Marks D C, Csar X F, Wilson N J, Novak U, Ward A C, Kanagasundarum V, Hoffmann B W, Hamilton J A
Inflammation Research Centre, Department of Medicine, University of Melbourne, Parkville, Victoria, Australia.
Mol Cell Biol Res Commun. 1999 May;1(2):144-52. doi: 10.1006/mcbr.1999.0123.

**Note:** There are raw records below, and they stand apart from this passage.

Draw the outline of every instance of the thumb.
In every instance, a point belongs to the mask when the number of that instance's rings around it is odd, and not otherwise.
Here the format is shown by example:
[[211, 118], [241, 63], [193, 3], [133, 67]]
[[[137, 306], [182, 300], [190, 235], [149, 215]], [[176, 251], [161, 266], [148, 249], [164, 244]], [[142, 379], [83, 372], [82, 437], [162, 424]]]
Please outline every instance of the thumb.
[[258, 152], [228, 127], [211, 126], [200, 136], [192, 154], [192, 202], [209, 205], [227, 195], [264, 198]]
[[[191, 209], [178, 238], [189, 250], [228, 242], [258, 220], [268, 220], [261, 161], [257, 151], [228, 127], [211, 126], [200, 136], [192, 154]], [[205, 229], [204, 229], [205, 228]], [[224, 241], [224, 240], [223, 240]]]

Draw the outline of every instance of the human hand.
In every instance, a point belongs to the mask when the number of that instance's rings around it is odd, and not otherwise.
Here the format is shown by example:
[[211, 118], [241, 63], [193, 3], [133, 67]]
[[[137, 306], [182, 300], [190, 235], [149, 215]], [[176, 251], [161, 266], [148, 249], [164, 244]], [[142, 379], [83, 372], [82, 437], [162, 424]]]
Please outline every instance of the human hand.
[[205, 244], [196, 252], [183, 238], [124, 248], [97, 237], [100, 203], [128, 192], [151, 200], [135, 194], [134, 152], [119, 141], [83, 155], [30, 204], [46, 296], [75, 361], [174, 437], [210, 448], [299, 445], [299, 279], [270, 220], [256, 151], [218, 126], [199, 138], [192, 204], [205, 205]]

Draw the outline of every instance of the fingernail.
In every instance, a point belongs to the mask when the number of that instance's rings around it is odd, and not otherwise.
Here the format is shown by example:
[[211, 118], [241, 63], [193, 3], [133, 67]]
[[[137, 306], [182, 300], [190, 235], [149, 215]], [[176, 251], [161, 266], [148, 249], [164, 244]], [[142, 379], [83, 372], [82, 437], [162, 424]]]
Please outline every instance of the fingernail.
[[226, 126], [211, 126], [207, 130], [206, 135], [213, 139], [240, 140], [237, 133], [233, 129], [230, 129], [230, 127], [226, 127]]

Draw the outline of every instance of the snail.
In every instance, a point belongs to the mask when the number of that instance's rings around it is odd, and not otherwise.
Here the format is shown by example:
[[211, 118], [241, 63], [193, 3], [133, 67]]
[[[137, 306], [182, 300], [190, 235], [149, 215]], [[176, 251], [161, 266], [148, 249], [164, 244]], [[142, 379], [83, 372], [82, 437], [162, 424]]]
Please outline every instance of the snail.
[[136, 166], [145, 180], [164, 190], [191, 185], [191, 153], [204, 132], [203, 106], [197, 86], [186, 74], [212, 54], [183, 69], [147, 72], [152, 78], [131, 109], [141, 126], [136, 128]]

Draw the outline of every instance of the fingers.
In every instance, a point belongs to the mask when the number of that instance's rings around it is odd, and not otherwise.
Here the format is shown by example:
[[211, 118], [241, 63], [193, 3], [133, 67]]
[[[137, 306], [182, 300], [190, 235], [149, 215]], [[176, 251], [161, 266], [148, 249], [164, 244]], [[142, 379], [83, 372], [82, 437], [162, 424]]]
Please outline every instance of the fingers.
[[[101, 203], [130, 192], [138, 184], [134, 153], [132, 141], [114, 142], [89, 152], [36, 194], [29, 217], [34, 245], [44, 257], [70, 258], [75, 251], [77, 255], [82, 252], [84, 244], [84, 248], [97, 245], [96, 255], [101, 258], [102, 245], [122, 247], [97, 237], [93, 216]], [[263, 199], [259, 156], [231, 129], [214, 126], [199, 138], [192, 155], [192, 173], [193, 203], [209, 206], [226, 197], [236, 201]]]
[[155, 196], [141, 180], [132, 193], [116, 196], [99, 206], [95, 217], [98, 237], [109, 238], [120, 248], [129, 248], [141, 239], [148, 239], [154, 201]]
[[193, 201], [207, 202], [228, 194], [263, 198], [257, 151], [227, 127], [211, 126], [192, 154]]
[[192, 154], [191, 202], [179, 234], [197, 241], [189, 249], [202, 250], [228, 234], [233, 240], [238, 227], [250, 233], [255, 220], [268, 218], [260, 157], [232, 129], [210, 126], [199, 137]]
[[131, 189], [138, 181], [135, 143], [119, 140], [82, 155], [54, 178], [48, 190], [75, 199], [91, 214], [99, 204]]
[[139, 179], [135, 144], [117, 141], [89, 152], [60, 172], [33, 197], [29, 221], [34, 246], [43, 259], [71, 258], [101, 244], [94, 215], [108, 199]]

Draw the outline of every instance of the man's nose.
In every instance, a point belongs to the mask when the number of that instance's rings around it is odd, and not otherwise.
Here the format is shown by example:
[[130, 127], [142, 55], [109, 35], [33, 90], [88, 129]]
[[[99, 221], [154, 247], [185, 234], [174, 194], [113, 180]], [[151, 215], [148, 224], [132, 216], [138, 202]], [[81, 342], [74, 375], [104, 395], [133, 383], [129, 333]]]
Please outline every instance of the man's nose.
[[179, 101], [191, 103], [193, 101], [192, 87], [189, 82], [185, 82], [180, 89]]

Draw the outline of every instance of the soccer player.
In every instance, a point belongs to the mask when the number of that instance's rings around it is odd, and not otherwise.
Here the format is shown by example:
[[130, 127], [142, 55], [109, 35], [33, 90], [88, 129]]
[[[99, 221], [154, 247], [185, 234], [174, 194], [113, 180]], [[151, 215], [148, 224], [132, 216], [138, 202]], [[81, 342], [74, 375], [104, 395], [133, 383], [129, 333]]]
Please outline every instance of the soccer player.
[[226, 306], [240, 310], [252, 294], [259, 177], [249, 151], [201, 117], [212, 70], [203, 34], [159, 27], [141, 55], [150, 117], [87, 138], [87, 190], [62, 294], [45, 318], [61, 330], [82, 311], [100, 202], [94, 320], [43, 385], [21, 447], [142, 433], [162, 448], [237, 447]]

We have established two M1 myeloid cell lines, M1/WT cells overexpressing the wild-type CSF-1 receptor and M1/Y559F cells expressing a specific tyrosine mutant. M1/WT cells differentiated in response to CSF-1, with a reduction in their proliferative capacity. CSF-1-mediated differentiation was partially abrogated in the M1/Y559F cells, with a less marked reduction in proliferative capacity. The Src tyrosine kinases c-Src, c-Yes, c-Fyn, and c-Hck were tyrosine phosphorylated in the M1/WT cells in response to CSF-1 and bound to the WT CSF-1R through their SH2 domains. Binding of the Src kinases to the CSF-1 receptor was greatly reduced in the M1/Y559F cells. CSF-1-mediated activation of STAT3 was also abrogated in the M1/Y559F cell line. Treatment of M1/WT cells with the Src family inhibitor PP2 resulted in an inhibition of CSF-1-mediated differentiation, equivalent to that observed in the M1/Y559F cells. These data suggest that the reduced Src binding observed in the M1/Y559F cells may contribute to their reduced ability to differentiate.
我们建立了两种M1髓样细胞系,即过表达野生型CSF-1受体的M1/WT细胞和表达特定酪氨酸突变体的M1/Y559F细胞。M1/WT细胞对CSF-1有反应而发生分化,其增殖能力降低。CSF-1介导的分化在M1/Y559F细胞中部分被消除,增殖能力的降低不太明显。Src酪氨酸激酶c-Src、c-Yes、c-Fyn和c-Hck在M1/WT细胞中因CSF-1而发生酪氨酸磷酸化,并通过其SH2结构域与野生型CSF-1R结合。在M1/Y559F细胞中,Src激酶与CSF-1受体的结合大大减少。CSF-1介导的STAT3激活在M1/Y559F细胞系中也被消除。用Src家族抑制剂PP2处理M1/WT细胞导致CSF-1介导的分化受到抑制,这与在M1/Y559F细胞中观察到的情况相当。这些数据表明,在M1/Y559F细胞中观察到的Src结合减少可能导致其分化能力降低。